Tuesday, June 23, 2015

Natalie Wood a modern day Anastasia


For all but Baby Boomers, it is probably puzzling to see murder headlines about a starlet who allegedly drowned drunk when she fell off her yacht “Splendor” near Santa Catalina 43 years ago.
But no actress who lived such a short life figured more in the lives in those born after World War II than Natalie Wood.
There were no videos and not much TV. Just the movie show or the drive-in.
Orson Welles said even as a youngster she was “so good she was terrifying.” She earned three Academy Award nominations before she was 25.
Wood had just turned 43, virtually completed her 56th film, while working in film 39 of those years with few breaks.
She was headed to Broadway for her dream role: the mysterious Anastasia. There have been many claims, none proven, that Tsar Nicholas II’s youngest daughter survived a massacre by Russian Bolsheviks.
Wood, who was born in San Francisco of Russian parents who had fled Siberia, had taught herself about movies while watching them on her mother’s lap. She thought the cast was talking to her.
Who can forget John Wayne chasing her down on horseback in “The Searchers” in 1956 as she ran away to stop him from killing her in revenge for having been kidnapped and living with a tribe of Comanche led by the warrior Scar? Wayne’s character, Civil War veteran Ethan Edwards, had just scalped Scar for murdering his family and others.
But instead of killing his niece, Wayne lifts her up and says: “Let’s go home Debbie.”
In 1981, many movies later, including the storied “West Side Story,” and the generation-defining “Rebel Without A Cause,” she starred with Steve McQueen, James Dean, Tony Curtis, Jack Lemmon. and Laurence Olivier, Welles, James Garner, Christopher Walker and Robert Wagner, who married her twice. Wagner was eight years her senior, and Hollywood wags said the studio arranged their marriage when she was 18.
When she was found drowned Nov.  29, 1981, police treated it as an accident brought on by drink. Wood could not swim. There were many unanswered questions, most important why no one noticed her missing overnight on a small boat.
Friends and family never bought that narrative.
Wagner kept quiet until giving an interview to the Daily Mail, in which he admitted there had been angry words with yacht guest Christopher Walken, mostly over whether Wood she devote more attention to her career.
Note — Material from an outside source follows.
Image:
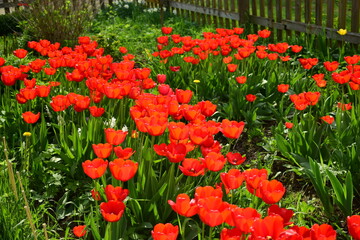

Three years ago police began revisiting the case, partly because the yacht’s captain doubted the official version of events.
Celebrity Journal claims Wood’s body will be exhumed to determine the exact cause of death and whether there were any injuries.
Homicide detectives investigating the mysterious death of NATALIE WOOD 33 years ago should exhume the body to determine whether or not Robert Wagner killed her.
“That’s the bombshell demand from the chief investigator on the cold case who claims to have unearthed new evidence suggesting the screen siren’s skull was brutally bashed in before she plunged to a watery death off Catalina Island in 1981,” The National Inquirer said.